Chief of the Sipah-e-Sahaba
- In office 1990–1991
- Preceded by: Haq Nawaz Jhangvi
- Succeeded by: Zia ur Rehman Farooqi

Member of National Assembly of Pakistan
- In office 1990–1991
- Preceded by: Sayeda Abida Hussain
- Succeeded by: Azam Tariq

Personal life
- Born: 1964 Samundri, Punjab, Pakistan
- Died: 1991 (aged 26–27)
- Cause of death: Assassination by Gunshots

Religious life
- Religion: Islam
- Denomination: Sunni
- Jurisprudence: Hanafi
- Movement: Deobandi

= Isar ul-Haq Qasmi =

Pakistani Islamic cleric

Isar-ul-Haq Qasmi (died 1991) was a Pakistani Islamic scholar and Religio-political figure, who was a member of Sipah-e-Sahaba and had been a member of the National Assembly of Pakistan between 1990 and 1993 representing the Jhang constituency.

== Early life and education ==
Qasmi was born in 1964 to a family which migrated from Ambala and settled in Samundri, Punjab, at the Partition, with a father who worked in the Middle East for years (like many SSP members). He was educated in three madrasas in Lahore, and at first pursued a business career but then decided to become khatib (preacher) in an Okara mosque from 1985 onward, where he also established a madrasa, and he would soon gain a reputation for his clashes with the local police, before moving to Jhang at the request of Haq Nawaz Jhangvi, to preach in one of the market-towns of the district.
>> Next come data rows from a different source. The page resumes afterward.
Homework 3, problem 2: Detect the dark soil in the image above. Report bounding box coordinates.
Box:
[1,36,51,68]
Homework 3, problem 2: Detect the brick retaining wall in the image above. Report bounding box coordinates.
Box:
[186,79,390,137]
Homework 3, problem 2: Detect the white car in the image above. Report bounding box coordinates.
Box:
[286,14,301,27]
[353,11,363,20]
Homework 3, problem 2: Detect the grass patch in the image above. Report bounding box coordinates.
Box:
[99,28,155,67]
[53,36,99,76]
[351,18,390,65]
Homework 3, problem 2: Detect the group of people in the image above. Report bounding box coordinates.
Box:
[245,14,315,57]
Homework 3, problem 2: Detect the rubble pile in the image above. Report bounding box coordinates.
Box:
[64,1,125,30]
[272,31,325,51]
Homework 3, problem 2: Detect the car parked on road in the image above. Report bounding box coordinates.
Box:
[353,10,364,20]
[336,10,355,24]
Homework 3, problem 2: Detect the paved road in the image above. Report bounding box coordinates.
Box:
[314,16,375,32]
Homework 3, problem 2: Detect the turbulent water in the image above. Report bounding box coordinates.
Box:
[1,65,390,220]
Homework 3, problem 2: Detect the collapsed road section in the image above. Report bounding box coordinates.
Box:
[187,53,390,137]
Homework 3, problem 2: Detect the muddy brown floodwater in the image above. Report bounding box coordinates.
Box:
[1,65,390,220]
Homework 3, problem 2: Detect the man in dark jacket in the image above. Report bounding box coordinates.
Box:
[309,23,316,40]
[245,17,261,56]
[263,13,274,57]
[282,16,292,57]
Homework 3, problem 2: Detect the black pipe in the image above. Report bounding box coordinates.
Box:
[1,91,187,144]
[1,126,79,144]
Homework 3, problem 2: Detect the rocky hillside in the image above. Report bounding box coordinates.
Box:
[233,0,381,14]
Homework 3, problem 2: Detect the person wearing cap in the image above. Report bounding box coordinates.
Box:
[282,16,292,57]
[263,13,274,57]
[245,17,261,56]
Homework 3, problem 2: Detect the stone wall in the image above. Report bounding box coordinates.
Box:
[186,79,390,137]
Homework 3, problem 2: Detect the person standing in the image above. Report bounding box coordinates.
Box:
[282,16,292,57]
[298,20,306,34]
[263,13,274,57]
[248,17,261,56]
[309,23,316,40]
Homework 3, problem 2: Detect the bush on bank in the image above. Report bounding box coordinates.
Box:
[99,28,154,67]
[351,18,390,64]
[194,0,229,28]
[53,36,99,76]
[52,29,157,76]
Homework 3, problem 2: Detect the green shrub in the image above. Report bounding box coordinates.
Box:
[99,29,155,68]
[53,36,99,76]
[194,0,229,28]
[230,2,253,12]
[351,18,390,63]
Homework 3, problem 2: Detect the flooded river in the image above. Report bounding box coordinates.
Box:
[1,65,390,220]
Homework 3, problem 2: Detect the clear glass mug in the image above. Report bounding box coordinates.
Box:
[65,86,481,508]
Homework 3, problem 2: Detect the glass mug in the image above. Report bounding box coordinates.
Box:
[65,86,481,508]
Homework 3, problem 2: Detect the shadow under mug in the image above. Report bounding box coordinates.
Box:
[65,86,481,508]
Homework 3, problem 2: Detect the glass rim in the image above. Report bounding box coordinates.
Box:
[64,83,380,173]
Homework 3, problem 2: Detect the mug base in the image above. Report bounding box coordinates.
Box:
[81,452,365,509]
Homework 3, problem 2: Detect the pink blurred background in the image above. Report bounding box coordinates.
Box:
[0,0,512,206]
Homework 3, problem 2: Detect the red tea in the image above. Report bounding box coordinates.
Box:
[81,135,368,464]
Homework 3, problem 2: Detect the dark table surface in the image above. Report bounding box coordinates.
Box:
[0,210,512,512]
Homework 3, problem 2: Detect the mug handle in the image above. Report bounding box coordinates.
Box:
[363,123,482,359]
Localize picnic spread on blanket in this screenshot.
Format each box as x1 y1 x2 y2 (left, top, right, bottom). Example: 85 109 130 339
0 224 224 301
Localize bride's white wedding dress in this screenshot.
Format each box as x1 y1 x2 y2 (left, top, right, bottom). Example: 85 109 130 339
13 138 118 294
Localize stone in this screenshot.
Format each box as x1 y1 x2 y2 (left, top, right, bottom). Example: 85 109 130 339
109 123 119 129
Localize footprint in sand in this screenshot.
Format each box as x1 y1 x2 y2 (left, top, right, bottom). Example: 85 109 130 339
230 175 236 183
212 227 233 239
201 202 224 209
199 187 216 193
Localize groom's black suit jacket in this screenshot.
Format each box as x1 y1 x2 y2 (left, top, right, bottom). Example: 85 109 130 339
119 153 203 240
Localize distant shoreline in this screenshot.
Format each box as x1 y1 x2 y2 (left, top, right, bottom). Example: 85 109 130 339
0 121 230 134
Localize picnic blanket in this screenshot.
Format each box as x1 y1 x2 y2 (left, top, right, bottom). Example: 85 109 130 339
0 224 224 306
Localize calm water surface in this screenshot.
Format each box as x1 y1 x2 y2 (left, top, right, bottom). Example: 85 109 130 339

His family was Punjabi Rajput.

== Political career ==
He was elected to the National Assembly of Pakistan as a candidate of Islami Jamhoori Ittehad (IJI) in the 1990 Pakistani general election. He received 62,486 votes and defeated Nawab Amanullah Khan Sial of the Pakistan Democratic Alliance (PDA).

== Assassination ==
He was killed in 1991 by suspected Shia militants during a by-election in Jhang.